If the Church is what she claims to be and her doctrines are true, we can only come to understand them better and more completely by scrutinizing them rather than insisting on taking them for granted while we choke on cognitive dissonance.

If the Church is what she claims to be and her doctrines are true, then there is an explanation for all that is happening that we just can’t see quite yet. 

Some of us simply have an abundance of faith. For those with such a profound gift, questions such as these don’t pose so much as a temptation.

For others, like me, faith is a gift given in much less abundance than we would like. For those of this disposition, there is a need to understand the thing we cannot yet grasp. I can’t live with the suggestion — one I’ve actually received, including from a priest — that I should just try not to think about any of this. How can I take this advice, while each day that passes reinforces my profound conviction that what is going on in the Church is deeply, deeply incongruous with what I have always believed?

The twist that has come with the challenges and upheavals the world has faced in 2020 is that Francis and his agenda of devastation under the guise of reform have become less and less significant in our minds as Catholics move to confront real battles much closer to home.

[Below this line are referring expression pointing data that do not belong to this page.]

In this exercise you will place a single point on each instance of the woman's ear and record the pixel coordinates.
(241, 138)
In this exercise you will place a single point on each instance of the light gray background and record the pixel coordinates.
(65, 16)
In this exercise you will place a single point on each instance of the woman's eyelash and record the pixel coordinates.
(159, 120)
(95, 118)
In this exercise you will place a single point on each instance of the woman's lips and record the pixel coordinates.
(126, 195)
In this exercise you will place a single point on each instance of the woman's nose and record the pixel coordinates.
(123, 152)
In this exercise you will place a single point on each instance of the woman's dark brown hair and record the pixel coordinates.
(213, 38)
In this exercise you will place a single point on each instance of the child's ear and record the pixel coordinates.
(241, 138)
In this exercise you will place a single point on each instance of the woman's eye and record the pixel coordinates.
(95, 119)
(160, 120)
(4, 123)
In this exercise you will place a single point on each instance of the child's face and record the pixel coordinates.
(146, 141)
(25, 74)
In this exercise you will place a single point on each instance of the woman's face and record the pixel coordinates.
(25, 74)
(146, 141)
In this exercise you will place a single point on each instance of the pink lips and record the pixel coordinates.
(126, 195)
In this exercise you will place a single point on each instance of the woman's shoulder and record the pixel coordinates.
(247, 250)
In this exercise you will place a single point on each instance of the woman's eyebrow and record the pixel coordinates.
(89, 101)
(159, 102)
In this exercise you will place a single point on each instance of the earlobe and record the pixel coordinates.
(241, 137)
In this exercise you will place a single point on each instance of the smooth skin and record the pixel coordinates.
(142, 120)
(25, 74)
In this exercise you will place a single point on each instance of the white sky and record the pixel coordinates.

But this pope was never the soul of the thing that has infected the Church. He was only its most potent embodiment. The battle we face over Catholicism is existential. There is a deeper, more ancient evil at work here, and I think that deep down, most of us know it.

We also know that it is not a battle we can actually win. It’s a battle we are mostly powerless to fight at all. The most we can do is pray that God will offer us the mercy of decisive victory. But we know that He moves in His own time, not ours, and only He has the power to defeat such dragons.

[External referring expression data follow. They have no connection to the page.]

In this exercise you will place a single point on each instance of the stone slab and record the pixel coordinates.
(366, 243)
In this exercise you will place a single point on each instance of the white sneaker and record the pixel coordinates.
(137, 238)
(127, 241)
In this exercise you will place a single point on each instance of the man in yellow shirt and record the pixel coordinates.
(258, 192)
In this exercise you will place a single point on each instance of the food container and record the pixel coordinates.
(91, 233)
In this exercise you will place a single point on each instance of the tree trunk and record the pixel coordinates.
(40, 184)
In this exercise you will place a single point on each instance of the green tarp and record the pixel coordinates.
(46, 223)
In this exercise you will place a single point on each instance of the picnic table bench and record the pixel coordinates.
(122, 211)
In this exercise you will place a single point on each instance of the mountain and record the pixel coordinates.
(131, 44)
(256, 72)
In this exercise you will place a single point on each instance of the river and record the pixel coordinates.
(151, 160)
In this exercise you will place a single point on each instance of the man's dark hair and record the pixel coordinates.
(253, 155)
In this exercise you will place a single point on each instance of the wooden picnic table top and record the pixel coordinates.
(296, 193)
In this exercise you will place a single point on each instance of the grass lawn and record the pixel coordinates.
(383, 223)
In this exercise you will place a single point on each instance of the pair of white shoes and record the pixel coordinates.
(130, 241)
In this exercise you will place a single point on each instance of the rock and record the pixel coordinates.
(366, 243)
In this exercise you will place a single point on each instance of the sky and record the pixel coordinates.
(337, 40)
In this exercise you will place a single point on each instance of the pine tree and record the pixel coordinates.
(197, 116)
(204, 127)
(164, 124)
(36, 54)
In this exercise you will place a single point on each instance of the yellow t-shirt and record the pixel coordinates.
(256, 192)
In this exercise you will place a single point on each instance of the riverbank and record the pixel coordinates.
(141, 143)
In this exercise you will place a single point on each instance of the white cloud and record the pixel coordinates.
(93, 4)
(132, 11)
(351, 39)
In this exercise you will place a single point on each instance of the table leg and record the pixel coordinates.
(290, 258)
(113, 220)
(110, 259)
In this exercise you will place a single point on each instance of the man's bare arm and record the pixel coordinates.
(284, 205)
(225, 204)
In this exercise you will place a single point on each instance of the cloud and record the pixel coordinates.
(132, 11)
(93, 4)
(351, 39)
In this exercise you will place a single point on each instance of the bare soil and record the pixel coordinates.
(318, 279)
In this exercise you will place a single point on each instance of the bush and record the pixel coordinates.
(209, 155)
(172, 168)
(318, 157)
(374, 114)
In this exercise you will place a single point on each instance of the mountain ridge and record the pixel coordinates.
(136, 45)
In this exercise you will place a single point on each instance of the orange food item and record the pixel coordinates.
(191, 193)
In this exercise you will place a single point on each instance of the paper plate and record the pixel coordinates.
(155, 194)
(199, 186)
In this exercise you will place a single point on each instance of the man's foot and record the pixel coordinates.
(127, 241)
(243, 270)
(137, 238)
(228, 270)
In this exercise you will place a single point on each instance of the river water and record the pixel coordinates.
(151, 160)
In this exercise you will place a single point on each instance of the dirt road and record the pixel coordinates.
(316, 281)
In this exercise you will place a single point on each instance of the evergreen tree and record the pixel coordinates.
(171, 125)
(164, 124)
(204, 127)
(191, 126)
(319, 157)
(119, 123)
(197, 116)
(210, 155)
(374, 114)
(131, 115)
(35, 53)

And so we sit, wracked with an overpowering sense of urgency, and wait.

This is why, I believe, there is such an escalation in tribal posturing right now, at least within the community of very online Catholics with whom we often find ourselves in discussion. People complaining about infighting among our own should recognize that there is an absolute vacuum of leadership in the Church, and we can do nothing about the corruption in the heart of Catholicism in this vail of tears. So instead, we wind up charging in to fill the gaps, carving out little ideological fiefdoms within the faith, complete with purity tests for prospective members, and we engage in skirmishes over minutiae because it’s something we feel as though we can actually control. All of this is, I think, a manifestation of our helplessness. (It does not actually help.)

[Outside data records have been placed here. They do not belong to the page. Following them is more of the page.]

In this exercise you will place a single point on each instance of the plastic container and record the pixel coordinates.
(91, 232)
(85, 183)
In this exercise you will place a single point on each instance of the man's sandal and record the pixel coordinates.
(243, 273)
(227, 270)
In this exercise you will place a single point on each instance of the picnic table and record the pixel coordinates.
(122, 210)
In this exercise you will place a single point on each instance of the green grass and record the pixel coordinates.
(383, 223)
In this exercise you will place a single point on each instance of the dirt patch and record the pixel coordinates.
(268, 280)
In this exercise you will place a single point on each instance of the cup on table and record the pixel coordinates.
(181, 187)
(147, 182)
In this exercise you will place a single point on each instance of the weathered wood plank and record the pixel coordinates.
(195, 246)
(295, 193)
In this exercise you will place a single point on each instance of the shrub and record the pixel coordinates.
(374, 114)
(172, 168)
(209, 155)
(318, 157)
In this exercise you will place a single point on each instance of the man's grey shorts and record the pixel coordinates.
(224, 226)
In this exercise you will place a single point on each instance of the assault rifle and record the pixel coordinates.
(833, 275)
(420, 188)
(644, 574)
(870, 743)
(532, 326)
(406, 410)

We can’t unite, because we have no true leader. We have a common enemy, but not a common cause. And we do not have a unified vision of what the Church on Earth should look like, even if we could wave a magic wand and make it so. The fact that Archbishop Vigano has brought half-century old critiques of Vatican II back to the forefront of Catholic debate, with no resolution in sight, should be evidence enough of this. We have so few truly good bishops in the world, and yet even they can’t agree on this.

It is my conviction that right now, we need to put a premium on broadening the tent and even, where appropriate, lowering the bar for entry. We must bridge the gap wherever possible between the old Church and the new. As carefully as we are able, we should be hammering away at the questions that demand answers. Though circumstances vary, we should strive to persuade more than to admonish, because many are finding their faith in a very fragile state right now, and they don’t need an extra push towards the door. We should absolutely promote those practices within the faith we believe are most efficacious, but have the patience not to demand that others do as we do. We can offer our best positions for consideration, then step back, letting folks know we’re there to help if they want it. It’s a deeply troubling situation, and anywhere we can offer positive, constructive approaches that make people feel they have a safe haven among us is going to help.

And we should remember to do what is perhaps the most seemingly obvious thing, but one which is so easy to forget: ask God, every day, to bring resolution to this mess, and in the interim, to strengthen our faith and help us to find hope, and understanding.